What carries the argument
The bidirectional heading generation mechanism, which performs bottom-up abstraction from lower levels together with top-down semantic constraints from higher levels and adds peer-level dependency capture for consistency across siblings.
If this is right
- Taxonomies produced by the method will show tighter alignment between levels in the hierarchy.
- Individual headings will match the expected semantic content more closely than in prior approaches.
- The gains in alignment and quality will appear consistently across standard benchmark datasets.
- The same consistency benefits will transfer to scientific literature written in other languages such as Chinese.
Where Pith is reading between the lines
- The same bidirectional consistency steps could be tested on taxonomy tasks outside scientific literature, such as organizing product catalogs or legal codes.
- If peer dependency capture works reliably, it may lower the rate of contradictory headings that currently require human review.
- Better taxonomies would directly improve the accuracy of any system that uses them for trend detection or literature search.
Load-bearing premise
That inconsistencies in prior taxonomy methods arise mainly from weak modeling of hierarchical semantic consistency and that the bidirectional mechanism plus peer checks will reliably enforce consistency in large language models without introducing new errors or hallucinations.
What would settle it
A side-by-side run of SC-Taxo and earlier methods on the same benchmark datasets that finds no measurable improvement in hierarchy alignment scores or heading quality metrics.
Figures
read the original abstract
Scientific literature is expanding at an unprecedented pace, making it increasingly challenging to efficiently organize and access domain knowledge. A high-quality scientific taxonomy offers a structured and hierarchical representation of a research field, facilitating literature exploration and topic navigation, as well as enabling downstream applications such as trend analysis, idea generation, and information retrieval. However, existing taxonomy generation approaches often suffer from structural inconsistencies and semantic misalignment across hierarchical levels. Through empirical analysis, we find that these issues largely stem from inadequate modeling of hierarchical semantic consistency. To address this limitation, we propose a semantic-consistent taxonomy generation (SC-Taxo) framework that leverages large language models (LLMs) with hierarchy-aware refinement stages to ensure semantic consistency. Specifically, SC-Taxo introduces a bidirectional heading generation mechanism that jointly performs bottom-up abstraction and top-down semantic constraint, while further capturing peer-level semantic dependencies to enhance horizontal consistency. Experiments on multiple benchmark datasets demonstrate consistent improvements in hierarchy alignment and heading quality, and additional evaluation on Chinese scientific literature validates its robust cross-lingual generalization.
Editorial analysis
A structured set of objections, weighed in public.
Referee Report
Summary. The manuscript presents SC-Taxo, a framework for generating hierarchical taxonomies from scientific literature using large language models under semantic consistency constraints. Through empirical analysis, it identifies that inconsistencies in prior approaches stem from inadequate modeling of hierarchical semantic consistency. The proposed method introduces a bidirectional heading generation mechanism that combines bottom-up abstraction with top-down semantic constraints and captures peer-level semantic dependencies for horizontal consistency. Experiments on multiple benchmark datasets are reported to show improvements in hierarchy alignment and heading quality, with additional validation on Chinese scientific literature demonstrating cross-lingual generalization.
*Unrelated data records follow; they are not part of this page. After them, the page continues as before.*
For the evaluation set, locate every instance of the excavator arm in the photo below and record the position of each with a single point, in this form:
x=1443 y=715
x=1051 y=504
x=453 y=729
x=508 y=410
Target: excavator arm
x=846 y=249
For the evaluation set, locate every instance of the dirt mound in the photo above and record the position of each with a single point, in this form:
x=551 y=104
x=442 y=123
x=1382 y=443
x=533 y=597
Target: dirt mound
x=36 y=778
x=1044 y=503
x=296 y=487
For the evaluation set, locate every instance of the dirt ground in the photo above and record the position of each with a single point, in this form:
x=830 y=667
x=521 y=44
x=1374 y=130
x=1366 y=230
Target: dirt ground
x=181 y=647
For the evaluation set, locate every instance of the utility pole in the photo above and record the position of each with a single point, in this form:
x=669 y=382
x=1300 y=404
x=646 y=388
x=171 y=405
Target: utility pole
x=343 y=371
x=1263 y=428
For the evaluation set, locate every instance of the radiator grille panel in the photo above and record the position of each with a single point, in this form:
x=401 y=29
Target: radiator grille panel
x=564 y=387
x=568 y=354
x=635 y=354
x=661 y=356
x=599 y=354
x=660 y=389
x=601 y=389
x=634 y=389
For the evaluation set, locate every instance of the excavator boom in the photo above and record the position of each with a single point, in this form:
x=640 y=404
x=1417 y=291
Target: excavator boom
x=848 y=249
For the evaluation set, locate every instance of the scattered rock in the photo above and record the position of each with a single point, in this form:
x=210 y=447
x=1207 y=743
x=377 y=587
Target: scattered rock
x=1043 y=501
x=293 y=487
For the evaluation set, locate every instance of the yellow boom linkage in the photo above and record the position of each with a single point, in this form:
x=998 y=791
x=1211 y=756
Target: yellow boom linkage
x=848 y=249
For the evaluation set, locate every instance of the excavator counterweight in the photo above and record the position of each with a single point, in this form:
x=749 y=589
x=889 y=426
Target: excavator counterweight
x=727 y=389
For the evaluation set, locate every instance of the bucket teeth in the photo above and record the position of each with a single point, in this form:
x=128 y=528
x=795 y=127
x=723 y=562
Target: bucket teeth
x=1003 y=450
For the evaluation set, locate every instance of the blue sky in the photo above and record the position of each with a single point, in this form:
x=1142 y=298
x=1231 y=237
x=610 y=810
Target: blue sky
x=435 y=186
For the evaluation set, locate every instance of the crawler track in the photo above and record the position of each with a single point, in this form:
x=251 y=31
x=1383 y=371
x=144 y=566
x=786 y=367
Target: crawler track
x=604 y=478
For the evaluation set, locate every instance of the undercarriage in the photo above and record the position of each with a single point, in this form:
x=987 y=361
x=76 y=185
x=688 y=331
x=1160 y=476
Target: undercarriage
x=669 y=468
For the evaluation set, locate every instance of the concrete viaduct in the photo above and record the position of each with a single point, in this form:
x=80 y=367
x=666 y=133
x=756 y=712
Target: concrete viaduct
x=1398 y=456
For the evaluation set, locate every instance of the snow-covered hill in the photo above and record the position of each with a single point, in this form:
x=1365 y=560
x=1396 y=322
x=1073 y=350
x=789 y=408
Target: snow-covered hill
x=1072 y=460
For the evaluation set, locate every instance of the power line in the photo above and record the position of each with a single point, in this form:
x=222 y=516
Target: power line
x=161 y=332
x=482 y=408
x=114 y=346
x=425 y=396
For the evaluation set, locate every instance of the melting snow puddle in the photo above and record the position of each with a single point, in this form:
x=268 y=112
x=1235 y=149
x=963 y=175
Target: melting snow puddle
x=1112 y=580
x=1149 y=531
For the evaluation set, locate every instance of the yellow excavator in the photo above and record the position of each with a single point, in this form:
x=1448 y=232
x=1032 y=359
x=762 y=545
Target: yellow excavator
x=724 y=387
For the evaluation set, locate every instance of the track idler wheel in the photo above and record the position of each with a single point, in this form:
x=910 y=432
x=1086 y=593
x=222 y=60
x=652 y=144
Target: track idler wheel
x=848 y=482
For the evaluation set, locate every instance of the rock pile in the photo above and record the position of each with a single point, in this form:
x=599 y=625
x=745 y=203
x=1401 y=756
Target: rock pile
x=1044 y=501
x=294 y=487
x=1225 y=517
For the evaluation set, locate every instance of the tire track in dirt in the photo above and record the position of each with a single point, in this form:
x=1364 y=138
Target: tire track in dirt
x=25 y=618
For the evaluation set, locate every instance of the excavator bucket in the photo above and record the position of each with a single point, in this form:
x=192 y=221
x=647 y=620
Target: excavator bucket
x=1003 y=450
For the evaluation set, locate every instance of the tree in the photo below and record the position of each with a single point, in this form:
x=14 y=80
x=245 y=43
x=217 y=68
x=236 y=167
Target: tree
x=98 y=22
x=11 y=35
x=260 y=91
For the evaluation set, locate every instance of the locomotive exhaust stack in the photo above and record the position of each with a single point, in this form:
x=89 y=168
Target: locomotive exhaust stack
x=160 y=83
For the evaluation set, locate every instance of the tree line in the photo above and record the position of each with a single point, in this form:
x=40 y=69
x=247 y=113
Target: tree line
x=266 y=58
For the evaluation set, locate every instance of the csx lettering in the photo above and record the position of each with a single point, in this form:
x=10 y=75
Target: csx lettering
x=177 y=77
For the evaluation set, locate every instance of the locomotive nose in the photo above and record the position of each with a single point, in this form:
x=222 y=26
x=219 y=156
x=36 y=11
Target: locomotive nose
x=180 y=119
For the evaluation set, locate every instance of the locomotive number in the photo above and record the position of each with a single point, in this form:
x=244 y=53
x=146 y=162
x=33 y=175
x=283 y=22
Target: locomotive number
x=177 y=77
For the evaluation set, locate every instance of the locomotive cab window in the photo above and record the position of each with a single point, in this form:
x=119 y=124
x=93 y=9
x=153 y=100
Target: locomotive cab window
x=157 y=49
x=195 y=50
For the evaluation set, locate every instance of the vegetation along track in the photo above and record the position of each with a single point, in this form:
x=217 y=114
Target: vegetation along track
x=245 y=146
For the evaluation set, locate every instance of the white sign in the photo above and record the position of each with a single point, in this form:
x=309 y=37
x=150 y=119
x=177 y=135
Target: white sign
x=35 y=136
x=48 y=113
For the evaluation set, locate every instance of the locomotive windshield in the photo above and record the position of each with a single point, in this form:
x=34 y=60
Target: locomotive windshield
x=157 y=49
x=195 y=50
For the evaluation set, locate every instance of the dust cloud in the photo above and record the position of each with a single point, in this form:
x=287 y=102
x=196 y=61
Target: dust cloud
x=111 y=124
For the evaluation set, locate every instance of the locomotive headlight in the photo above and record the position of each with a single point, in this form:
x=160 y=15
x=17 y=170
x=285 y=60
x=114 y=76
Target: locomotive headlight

Significance. If the empirical findings are robust, this work could advance the field of automated taxonomy construction for rapidly growing scientific domains, enabling better knowledge organization and supporting applications like trend analysis and information retrieval. The bidirectional mechanism offers a promising way to address semantic misalignment in LLM-generated hierarchies. The inclusion of cross-lingual evaluation strengthens the claims of generalizability. However, the approach's dependence on LLM capabilities without hard constraints means its success hinges on the model's ability to maintain consistency, which requires careful validation.
major comments (3)
- Abstract: The abstract asserts that 'experiments on multiple benchmark datasets demonstrate consistent improvements' but provides no specific metrics, dataset names, baseline comparisons, or statistical tests. This makes it challenging to evaluate the strength of the empirical support for the central claim.
- Section 3 (Proposed Method): The bidirectional heading generation mechanism is described as jointly performing bottom-up abstraction and top-down semantic constraint. However, as it is implemented via LLM prompting and refinement stages, there is no explicit verification step to ensure that top-down headings remain consistent with bottom-up abstractions or peer siblings, potentially allowing the same inconsistencies the method aims to solve.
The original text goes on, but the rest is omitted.